Charlton is maybe the only comics company I never worked for. So, I’d read their postings but I was kind of like the guy who’s only at the American Legion breakfast because he drove his dad there. I couldn’t really join in the conversations but there were free pancakes. At the VFW hall, that is. No pancakes at all in the Charlton Neo threads. So I lurked a lot but contributed little except for fanboy musings about Steve Ditko.

Then someone mentioned Westerns.

Westerns are my kryptonite. Well, if kryptonite was something Superman couldn’t resist harmlessly indulging in.

Westerns are my pancakes.

I broke in as a professional writing Westerns. Larry Hama bought four of my scripts of the old west for Savage Tales. Three were assigned to John Severin and one to John Buscema. My career in comics could have ended right there and I’d have died a happy man. No lie. I love Westerns, all kinds of Westerns. Cattle drives, cavalry charges, gunfights in the street, brushfires, stampedes, and massacres. I grew up on them in TV and movies. I have two 400-disc DVD players filled with nothing but sagebrush sagas from William Boyd to Terence Hill and I’m close to needing a third.

It just so happened that I had two creator-owned westerns complete with finished art in my possession. One with art by Eduardo Barreto and the other by Gary Kwapisz. They were to be part of a self-published anthology until I found out that self-publishing involved actual work and sometimes math. That whole “self” part was the deal breaker for me. So, I offered the two stories to the Charlton guys and they snapped them up. Then they started asking if I wanted to do anything new specifically for them.

They had me hooked.

The Charlton Neo project is much in the spirit of the old Charlton Comics company. See, Charlton was the last of the independent comics publishers that had newsstand distribution. They were also the last that did not solely rely on superheroes to stay in business. They were what we in the biz call a redundant publisher. That’s an outfit that looks at the sales figures then prints more of the kind of books that are at the top of their sales charts. If it’s Westerns, they print a lot of Westerns. Same for romance, war and horror. Charlton was never an “all the eggs in one basket” kind of company. Today we would call that “responding to market forces.” Today that’s as alien a concept to the big house publishers as likeable characters and stories that make sense.
Charlton was a small company but a smart one.

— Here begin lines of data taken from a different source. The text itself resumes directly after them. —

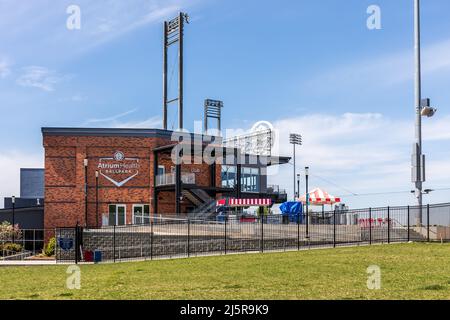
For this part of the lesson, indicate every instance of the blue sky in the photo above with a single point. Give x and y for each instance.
(307, 66)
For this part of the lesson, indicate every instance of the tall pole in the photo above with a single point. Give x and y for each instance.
(295, 193)
(85, 192)
(307, 201)
(180, 71)
(418, 97)
(96, 198)
(13, 199)
(165, 78)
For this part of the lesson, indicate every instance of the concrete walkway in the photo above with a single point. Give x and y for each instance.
(5, 263)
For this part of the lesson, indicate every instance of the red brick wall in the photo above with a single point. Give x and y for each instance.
(65, 177)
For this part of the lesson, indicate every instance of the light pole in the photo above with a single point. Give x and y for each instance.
(307, 201)
(295, 139)
(422, 108)
(13, 200)
(96, 197)
(85, 162)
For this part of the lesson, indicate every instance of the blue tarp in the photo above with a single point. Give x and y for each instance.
(293, 210)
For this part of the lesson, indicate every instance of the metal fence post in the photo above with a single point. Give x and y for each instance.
(389, 225)
(151, 239)
(428, 222)
(408, 226)
(189, 235)
(225, 234)
(370, 225)
(298, 231)
(262, 232)
(114, 243)
(76, 244)
(334, 228)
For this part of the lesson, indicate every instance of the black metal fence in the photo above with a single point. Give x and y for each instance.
(175, 237)
(24, 243)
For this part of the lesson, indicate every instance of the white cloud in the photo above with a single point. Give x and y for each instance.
(39, 77)
(101, 22)
(384, 71)
(11, 162)
(362, 153)
(5, 68)
(116, 121)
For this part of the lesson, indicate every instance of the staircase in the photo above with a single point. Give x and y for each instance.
(205, 204)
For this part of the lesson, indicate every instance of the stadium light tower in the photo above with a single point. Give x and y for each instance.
(295, 139)
(423, 109)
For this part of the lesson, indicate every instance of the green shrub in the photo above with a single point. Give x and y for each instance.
(49, 249)
(14, 247)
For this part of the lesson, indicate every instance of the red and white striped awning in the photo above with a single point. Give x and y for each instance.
(319, 197)
(245, 202)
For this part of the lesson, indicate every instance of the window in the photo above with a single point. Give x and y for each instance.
(117, 215)
(250, 179)
(141, 214)
(228, 176)
(161, 177)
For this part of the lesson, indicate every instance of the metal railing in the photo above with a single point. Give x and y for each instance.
(178, 237)
(169, 179)
(30, 242)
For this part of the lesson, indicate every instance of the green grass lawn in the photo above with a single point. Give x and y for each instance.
(409, 271)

They also had two things going for them the bigger outfits did not have. They owned their own presses and they offered their creators a free hand.

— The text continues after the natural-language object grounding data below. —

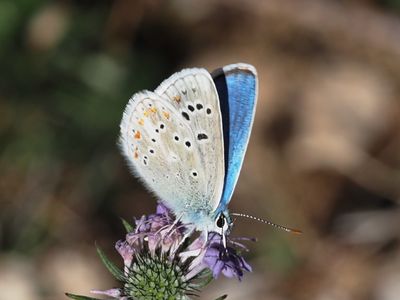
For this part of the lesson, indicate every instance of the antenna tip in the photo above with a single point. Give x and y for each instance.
(296, 231)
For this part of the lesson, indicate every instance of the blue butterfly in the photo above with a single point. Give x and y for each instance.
(186, 141)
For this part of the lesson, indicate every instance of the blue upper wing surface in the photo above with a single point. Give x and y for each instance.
(237, 87)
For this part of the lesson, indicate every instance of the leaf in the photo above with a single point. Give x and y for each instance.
(114, 270)
(127, 225)
(78, 297)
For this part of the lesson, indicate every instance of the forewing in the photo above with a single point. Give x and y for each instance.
(174, 145)
(237, 87)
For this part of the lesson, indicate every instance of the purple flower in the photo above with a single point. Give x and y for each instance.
(161, 261)
(226, 260)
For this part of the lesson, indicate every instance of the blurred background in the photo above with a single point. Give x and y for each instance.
(324, 155)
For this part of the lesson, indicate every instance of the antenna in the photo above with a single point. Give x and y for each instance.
(291, 230)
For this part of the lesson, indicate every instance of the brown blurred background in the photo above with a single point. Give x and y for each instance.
(324, 154)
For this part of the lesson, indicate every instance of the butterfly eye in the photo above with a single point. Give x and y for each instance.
(221, 221)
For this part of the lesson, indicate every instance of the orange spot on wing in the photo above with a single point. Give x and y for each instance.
(149, 111)
(166, 115)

These Neo guys (should that be we Neo guys now that I’ve been roped in?) don’t have their own press. (Do we?) But they are offering creators, seasoned and plain, the chance to do the stories they’ve always wanted to do without the pitch meetings, beat sheets, delays, excuses and all the other hoops editors make us jump through. Maybe you have that creator-owned project that’s been in your head for years and could be the next Big Thing. Here’s your chance to trot that sucker out in an actual comic book and with your copyright brand on it. All you have to bring with you is that burning desire to write and draw the comics that you love. They handle the marketing, production and even do the math.

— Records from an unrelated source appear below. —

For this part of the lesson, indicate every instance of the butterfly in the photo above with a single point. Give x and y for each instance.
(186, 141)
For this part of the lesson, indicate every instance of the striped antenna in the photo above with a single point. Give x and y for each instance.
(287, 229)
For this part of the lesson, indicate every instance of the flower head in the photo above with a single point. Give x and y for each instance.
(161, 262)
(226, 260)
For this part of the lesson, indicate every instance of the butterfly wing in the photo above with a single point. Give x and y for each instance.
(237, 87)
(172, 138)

It’s a ground-up, backyard, “let’s put on a show” kind of deal that would be impossible without a tool like the internet to bring us all together. For all the unbridled enthusiasm it is being run by professionals who know how to put comics together despite the first impressions their personal appearance might make. Neo is a mix of writers, artists, and even a few editors (but we won’t hold that against them) who want to create an ambitious, genre-spanning line of creator-owned and creator-controlled material that offers a venue for longtime pros, former phenoms, and fledgling ubernerds. Just bring your love and your talent.

The whole thing has a pull stronger than gravity to me. It’s a chance to strut my stuff with a bunch of my talented peers as well as work with artists I’ve never collaborated with before.

And someday, they promise me, there will be pancakes.